A python webscraper to scrape courses from https://courses.illinois.edu/
Python 3 Beautiful Soup 4 pandas tqdm requests argparse
You can install these dependencies with pip:
pip install -r requirements.txt
To run the script, use the following command:
python scraper.py <term> <year> --rate_limit <rate_limit>
<term>
: The academic term. It can be 'fall', 'spring', 'winter', or 'summer'.<year>
: The year of the academic term. It must be a four-digit number between 1900 and two years into the future from the current year.<rate_limit>
: (Optional) The time (in seconds) the script will wait between each request to the server. It is set to 0.1 seconds by default.
The script will produce a CSV file named <term>-<year>-courses.json
. The JSON file will contain the following data fields for each course:
- Major: Denotes the course's major field of study, such as Computer Science.

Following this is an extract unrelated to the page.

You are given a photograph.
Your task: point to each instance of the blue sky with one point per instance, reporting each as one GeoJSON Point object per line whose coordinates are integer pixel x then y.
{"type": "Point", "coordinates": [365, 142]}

- Major Abbreviation: Represents the shortened form of the major field, for instance, CS for Computer Science.
- Course Number: The course identifier, for example, 101.
- Course Name: Refers to the official title of the course, such as Introduction to Computer Science.
- Description: Provides a concise summary of the course content.
- Credit Hours: Indicates the credit hours associated with the course.
- Degree Attributes: Specifies any general education categories the course may fulfill.
The script is not yet fully optimized. Currently, it writes all data to disk at once at the end of the scraping process. In the future, it is planned to add functionality to write data in chunks while iterating, which would help manage memory usage more effectively.
Another area for improvement is to add exponential backoff for handling request errors and rate limiting.
If the provided URL does not exist or an exception occurs during the scraping process, the script will print an error message to the console.
Please use this script responsibly, and respect the server's terms of service and potential rate limits. Overloading a server with too many requests in a short period can cause issues for the server and potentially get your IP address blocked. The --rate_limit
argument can be used to space out the requests to the server.